* [PATCH 1/1] mm: Defer freeing reserved pages in memblock_free_late()
2023-02-06 7:12 [PATCH 0/1] Fix memblock_free_late() deferred init bug, redux Aaron Thompson
@ 2023-02-06 7:12 ` Aaron Thompson
2023-02-07 8:02 ` [PATCH 0/1] Fix memblock_free_late() deferred init bug, redux Mike Rapoport
1 sibling, 0 replies; 4+ messages in thread
From: Aaron Thompson @ 2023-02-06 7:12 UTC (permalink / raw)
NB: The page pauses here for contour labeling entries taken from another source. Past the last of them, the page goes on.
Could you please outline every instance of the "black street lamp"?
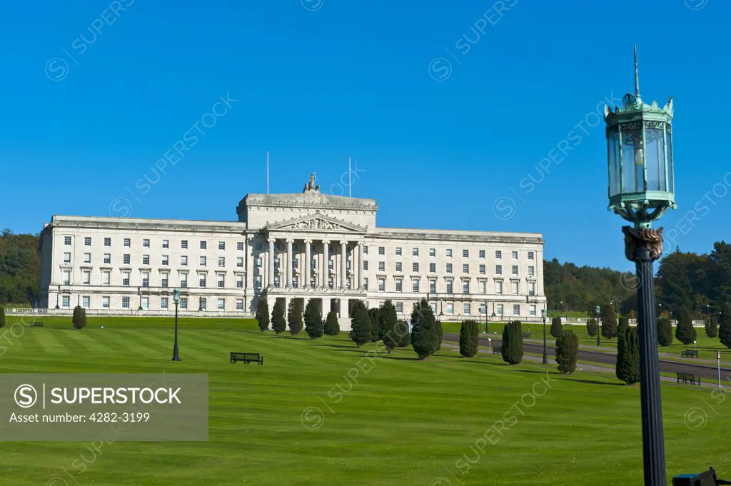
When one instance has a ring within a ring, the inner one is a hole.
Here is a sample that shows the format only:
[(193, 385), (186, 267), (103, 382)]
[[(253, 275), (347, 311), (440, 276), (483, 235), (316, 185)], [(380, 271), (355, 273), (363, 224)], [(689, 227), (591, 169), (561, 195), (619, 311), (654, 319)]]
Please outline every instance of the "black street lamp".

To: Mike Rapoport; +Cc: Andrew Morton, linux-mm, linux-kernel, Aaron Thompson
Commit 115d9d77bb0f ("mm: Always release pages to the buddy allocator in
memblock_free_late().") introduced a bug. The pages being freed by
memblock_free_late() have already been initialized, but if they are in
the deferred init range, __free_one_page() might access nearby
uninitialized pages when trying to coalesce buddies. This can, for
example, trigger this BUG:
BUG: unable to handle page fault for address: ffffe964c02580c8
RIP: 0010:__list_del_entry_valid+0x3f/0x70
<TASK>
__free_one_page+0x139/0x410
__free_pages_ok+0x21d/0x450
memblock_free_late+0x8c/0xb9
efi_free_boot_services+0x16b/0x25c
efi_enter_virtual_mode+0x403/0x446
start_kernel+0x678/0x714
secondary_startup_64_no_verify+0xd2/0xdb
</TASK>
Instead of freeing such pages immediately, remove the range from
memblock.reserved. This causes the deferred init process to treat it as
a range of free pages, which means they will be initialized and freed by
deferred_init_maxorder().
Fixes: 115d9d77bb0f ("mm: Always release pages to the buddy allocator in memblock_free_late().")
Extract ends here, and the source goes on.